A.G. Schneiderman Announces Manslaughter Charges Against Aide In Death Of Disabled Westchester Nursing Home Resident

Attorney General’s Medicaid Fraud Control Unit Brings Homicide Charges Against Nurse’s Aide For Ignoring Basic Rules; Allegedly Causing Death Of 86-Year-Old Patient

Schneiderman: Our Most Vulnerable Patients Must Be Properly Cared For

WESTCHESTER – Attorney General Eric T. Schneiderman today announced the arraignment of Maureen Flowers, a Certified Nurse Aide, on Manslaughter and Criminally Negligent Homicide charges for the 2012 death of an 86-year-old resident at Tarrytown Hall Care Center, where she worked. If convicted of the top count Flowers, 54 of the Bronx, faces up to 15 years in state prison.

“Because of this aide’s disregard of basic safety measures and precautions meant to protect the vulnerable seniors she served, a woman died,” said Attorney General Schneiderman. “The egregious lack of care afforded this frail resident warrants the serious charges against this aide. It is my office’s duty and obligation to investigate and prosecute those that place our seniors at risk.”

On February 15, 2012, Flowers was assigned to provide care for the resident who suffered from several debilitating physical ailments which prevented her from walking or speaking and rendered her totally dependent upon the staff for her care. Due to her condition, the resident’s care plan required a mechanical lift and two persons to move her from her bed to a wheelchair. Flowers, who was then responsible for the daily care of residents at the center, had been trained extensively in the use of mechanical lifts - including the necessity of two persons in performing any transfer and other safety measures - to ensure the safety of the resident.

Nonetheless, Flowers allegedly used the lift by herself and ignored other safety measures when she transferred the resident. During the transfer, she dropped the resident to the floor causing her to suffer fractures to her spine and right leg as well as a broken nose and bruising on her face.

Instead of seeking immediate help for the woman, Flowers left her bleeding on the floor while she sought out another aide, Donna Pagan,and asked her to lie and say she had assisted her when she transferred the resident. It was only after the other aide agreed to the cover up that Flowers obtained medical attention for the resident, who died two hours later at Westchester Medical Center. In interviews and written statements provided to supervisory staff of the Care Center, which is located at 20 Wood Court,Flowers stated that the other aide had been present during the transfer.

In addition to Manslaughter in the Second Degree, a Class C felony, and Criminally Negligent Homicide, a Class E felony, Flowers is also charged in the indictment with Endangering the Welfare of a Vulnerable Elderly Person or an Incompetent or Physically Disabled Person in the First Degree, a Class D felony, Falsifying Business Records in the First Degree, a Class E felony, and two counts of Willful Violation of Health Laws, which are misdemeanors.

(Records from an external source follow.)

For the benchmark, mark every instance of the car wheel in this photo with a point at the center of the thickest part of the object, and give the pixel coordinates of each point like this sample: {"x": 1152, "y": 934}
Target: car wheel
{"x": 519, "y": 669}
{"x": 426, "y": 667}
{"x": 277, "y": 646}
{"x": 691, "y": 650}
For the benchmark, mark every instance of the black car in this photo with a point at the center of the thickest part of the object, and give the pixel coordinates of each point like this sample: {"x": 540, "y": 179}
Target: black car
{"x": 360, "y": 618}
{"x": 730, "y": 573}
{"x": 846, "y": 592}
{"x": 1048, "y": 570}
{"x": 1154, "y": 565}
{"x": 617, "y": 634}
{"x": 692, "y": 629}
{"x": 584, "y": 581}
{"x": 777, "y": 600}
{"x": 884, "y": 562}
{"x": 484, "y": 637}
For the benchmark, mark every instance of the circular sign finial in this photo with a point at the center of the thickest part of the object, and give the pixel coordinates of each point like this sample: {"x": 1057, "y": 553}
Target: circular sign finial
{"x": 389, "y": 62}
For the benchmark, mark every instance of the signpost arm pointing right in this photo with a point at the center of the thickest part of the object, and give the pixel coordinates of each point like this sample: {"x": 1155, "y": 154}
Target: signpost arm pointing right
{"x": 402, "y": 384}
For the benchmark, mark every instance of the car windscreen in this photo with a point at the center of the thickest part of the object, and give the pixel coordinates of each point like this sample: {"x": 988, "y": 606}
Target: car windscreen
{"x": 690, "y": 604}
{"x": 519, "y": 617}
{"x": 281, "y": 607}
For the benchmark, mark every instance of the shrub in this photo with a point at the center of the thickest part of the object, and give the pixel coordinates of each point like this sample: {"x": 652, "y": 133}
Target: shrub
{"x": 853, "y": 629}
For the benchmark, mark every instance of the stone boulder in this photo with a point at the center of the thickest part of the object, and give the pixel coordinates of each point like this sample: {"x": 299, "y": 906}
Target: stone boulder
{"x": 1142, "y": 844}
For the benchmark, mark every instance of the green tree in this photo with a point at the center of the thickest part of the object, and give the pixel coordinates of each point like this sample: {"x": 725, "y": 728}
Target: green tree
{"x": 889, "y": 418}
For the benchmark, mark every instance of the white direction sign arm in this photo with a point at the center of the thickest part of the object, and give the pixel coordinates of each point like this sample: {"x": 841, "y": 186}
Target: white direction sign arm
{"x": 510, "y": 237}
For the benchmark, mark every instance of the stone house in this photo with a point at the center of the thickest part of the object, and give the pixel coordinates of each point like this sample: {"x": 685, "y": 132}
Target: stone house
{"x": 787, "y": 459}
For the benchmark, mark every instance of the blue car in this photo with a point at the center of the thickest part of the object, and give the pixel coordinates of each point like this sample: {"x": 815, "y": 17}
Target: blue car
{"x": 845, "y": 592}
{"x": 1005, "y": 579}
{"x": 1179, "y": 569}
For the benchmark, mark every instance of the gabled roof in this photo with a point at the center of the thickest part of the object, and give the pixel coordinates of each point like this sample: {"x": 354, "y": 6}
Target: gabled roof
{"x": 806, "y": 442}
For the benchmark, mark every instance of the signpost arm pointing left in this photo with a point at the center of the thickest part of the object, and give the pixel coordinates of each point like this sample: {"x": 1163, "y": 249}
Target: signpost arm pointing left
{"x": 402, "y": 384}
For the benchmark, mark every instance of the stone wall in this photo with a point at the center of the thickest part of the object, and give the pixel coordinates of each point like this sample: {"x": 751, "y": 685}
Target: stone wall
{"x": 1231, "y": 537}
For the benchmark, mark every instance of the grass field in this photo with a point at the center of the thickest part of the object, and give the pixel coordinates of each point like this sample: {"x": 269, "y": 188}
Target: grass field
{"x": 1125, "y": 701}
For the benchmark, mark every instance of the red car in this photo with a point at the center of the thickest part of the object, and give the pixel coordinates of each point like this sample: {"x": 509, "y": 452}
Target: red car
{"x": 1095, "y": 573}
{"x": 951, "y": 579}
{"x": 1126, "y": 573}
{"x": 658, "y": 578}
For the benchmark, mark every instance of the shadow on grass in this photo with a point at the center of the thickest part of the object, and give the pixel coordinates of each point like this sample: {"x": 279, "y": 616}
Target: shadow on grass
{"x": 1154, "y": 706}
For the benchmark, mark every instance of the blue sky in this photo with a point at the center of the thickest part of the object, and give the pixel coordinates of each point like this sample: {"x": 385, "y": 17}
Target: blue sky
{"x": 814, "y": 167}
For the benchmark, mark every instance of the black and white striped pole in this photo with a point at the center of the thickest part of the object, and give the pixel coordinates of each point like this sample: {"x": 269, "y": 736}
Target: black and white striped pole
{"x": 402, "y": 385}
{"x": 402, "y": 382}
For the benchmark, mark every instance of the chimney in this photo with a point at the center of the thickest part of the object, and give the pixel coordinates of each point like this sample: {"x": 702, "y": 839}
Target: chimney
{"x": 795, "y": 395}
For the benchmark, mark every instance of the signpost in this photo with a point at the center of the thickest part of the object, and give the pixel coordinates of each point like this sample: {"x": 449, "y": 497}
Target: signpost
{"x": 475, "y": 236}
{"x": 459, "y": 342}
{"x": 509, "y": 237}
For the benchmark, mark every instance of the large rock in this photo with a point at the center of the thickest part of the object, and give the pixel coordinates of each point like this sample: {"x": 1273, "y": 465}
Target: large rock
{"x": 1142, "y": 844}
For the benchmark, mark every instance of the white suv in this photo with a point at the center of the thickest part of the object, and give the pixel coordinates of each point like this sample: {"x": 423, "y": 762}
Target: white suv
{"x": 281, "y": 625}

Flowers, who was arraigned before Westchester County Court Judge Susan Cacace today, faces a maximum of five to fifteen years in state prison. The charges against the defendant are accusations and the defendant is presumed innocent unless and until proven guilty.

Flowers was previously arrested in the case and charged with Endangering the Welfare of a Vulnerable Elderly Person or an Incompetent or Physically Disabled Person in the First Degree for the incident involving the death of the woman. Earlier this month, the Attorney General’s Office presented evidence for the grand jury’s consideration which led to the charges in the indictment, including Manslaughter in the Second Degree.

Pagan plead guilty on March 20 in Tarrytown Justice Court to Falsifying Business Records in the Second Degree, a misdemeanor. She faces a sentence of three years probation when she is sentenced. For further information on the case, click here.

The case is being prosecuted by Special Assistant Attorney General William McClarnon of the Attorney General’s Medicaid Fraud Control Unit, under the supervision of Regional Director Anne Jardine, Assistant Deputy Attorney General Paul Mahoney, Special Deputy Attorney General Monica Hickey-Martin and Executive Deputy Attorney General for Criminal Justice Kelly Donovan. The investigation was led by Special Investigator Timothy Connolly, under the supervision of Supervising Special Investigator Pete Markiewicz.